If $P(X,Y)$ is inside the circle, then there are no tangent lines from $P$ to the circle.
If $P(X,Y)$ is on the circle, then there is only one tangent line at $P$.
If $P(X,Y)$ is outside the circle, then there are two tangent lines from $P$ to the circle.
So, our condition about the circle is equivalent to that $P(X,Y)$ is either on or inside the circle, i.e. $$X^2+Y^2\le 36\tag1$$
Next, let us consider the condition about the hyperbola.
Let $(p,q)$ be a point on the hyperbola $\frac{x^2}{25}-\frac{y^2}{16}=1$ where $$\frac{p^2}{25}-\frac{q^2}{16}=1\iff 16p^2-25q^2=16\times 25\tag2$$
Since $y'=\frac{16x}{25y}$, the equation of the tangent line at $(p,q)$ is given by $$y-q=\frac{16p}{25q}(x-p)$$ If $P(X,Y)$ is on the tanget line, we have $$Y-q=\frac{16p}{25q}(X-p),$$ i.e. $$25qY=16pX-(16p^2-25q^2),$$ Using here $(1)$ gives $$25qY=16pX-16\times 25=16(pX-25)\tag3$$
Squaring the both sides of $(3)$, we get $$25Y^2\times 25q^2=16^2(pX-25)^2$$ Using $(2)$, we have $$25Y^2\times (16p^2-16\times 25)=16^2(pX-25)^2,$$ i.e. $$(25Y^2-16X^2)p^2+(2\times 16\times 25\times X)p-25^2Y^2-16\times 25^2=0\tag4$$
Seeing this as a quadratic equation on $p$, our condition is equivalent to that $(4)$ has two distinct real solutions and the product of two real solutions is negative, i.e. $$(2\times 16\times 25\times X)^2-4(25Y^2-16X^2)(-25^2Y^2-16\times 25^2)\gt 0\tag5$$and $$\frac{-25^2Y^2-16\times 25^2}{25Y^2-16X^2}\lt 0\tag6$$
$(5)$ is equivalent to $$16^2X^2+(25Y^2-16X^2)(Y^2+16)\gt 0\tag7$$
$(6)$ is equivalent to $$25Y^2-16X^2\gt 0\tag8$$
Here, we can see that if $(8)$ holds, then $(7)$ holds.

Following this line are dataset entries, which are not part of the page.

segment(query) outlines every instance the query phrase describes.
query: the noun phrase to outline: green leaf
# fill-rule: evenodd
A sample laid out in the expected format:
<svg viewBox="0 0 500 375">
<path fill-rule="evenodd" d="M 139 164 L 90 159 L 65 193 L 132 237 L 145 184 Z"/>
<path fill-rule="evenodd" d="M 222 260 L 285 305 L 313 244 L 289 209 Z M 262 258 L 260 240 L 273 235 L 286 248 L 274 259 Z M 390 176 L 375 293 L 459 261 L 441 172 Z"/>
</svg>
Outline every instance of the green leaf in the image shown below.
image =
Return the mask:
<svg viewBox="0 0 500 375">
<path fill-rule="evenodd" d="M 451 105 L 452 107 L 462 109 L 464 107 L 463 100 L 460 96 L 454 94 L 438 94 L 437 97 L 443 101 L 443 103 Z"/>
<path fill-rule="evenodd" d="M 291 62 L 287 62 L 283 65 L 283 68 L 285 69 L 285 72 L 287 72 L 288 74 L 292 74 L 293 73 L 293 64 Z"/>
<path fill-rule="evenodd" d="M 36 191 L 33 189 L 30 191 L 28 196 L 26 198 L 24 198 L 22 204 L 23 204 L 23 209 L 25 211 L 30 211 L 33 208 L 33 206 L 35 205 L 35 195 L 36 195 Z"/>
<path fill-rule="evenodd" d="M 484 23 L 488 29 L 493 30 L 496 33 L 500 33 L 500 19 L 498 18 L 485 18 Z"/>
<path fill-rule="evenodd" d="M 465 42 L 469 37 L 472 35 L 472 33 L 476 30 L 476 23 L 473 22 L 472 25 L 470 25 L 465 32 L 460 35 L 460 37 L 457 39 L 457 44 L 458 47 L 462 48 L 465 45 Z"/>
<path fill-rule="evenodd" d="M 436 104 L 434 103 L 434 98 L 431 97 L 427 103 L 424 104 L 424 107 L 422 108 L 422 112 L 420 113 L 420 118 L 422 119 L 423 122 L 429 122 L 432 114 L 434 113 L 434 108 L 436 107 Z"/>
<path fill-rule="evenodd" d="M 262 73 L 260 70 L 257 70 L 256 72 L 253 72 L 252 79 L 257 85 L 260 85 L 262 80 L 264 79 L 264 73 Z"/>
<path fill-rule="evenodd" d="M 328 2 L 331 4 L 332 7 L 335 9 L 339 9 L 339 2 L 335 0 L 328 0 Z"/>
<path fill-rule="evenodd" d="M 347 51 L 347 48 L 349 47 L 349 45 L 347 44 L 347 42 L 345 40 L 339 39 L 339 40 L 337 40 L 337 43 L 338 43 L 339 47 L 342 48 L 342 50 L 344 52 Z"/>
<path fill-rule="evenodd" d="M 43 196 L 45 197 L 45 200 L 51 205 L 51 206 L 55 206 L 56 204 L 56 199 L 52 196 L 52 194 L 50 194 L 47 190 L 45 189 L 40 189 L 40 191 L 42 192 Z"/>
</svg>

So, our condition about the hyperbola is $$(8)\iff (5Y-4X)(5Y+4X)\gt 0\tag9$$
Therefore, all we need is to find the options satisfying both $(1)$ and $(9)$.
$(a)(1,6)$ does not satisfy $(1)$.
$(b)(1,2)$ satisfies both $(1)$ and $(9)$.
$(c)(7,1)$ does not satisfy $(1)$.
$(d)(1,0.5)$ does not satisfy $(9)$.
It follows that $\color{red}{(b)}$ is the only correct option.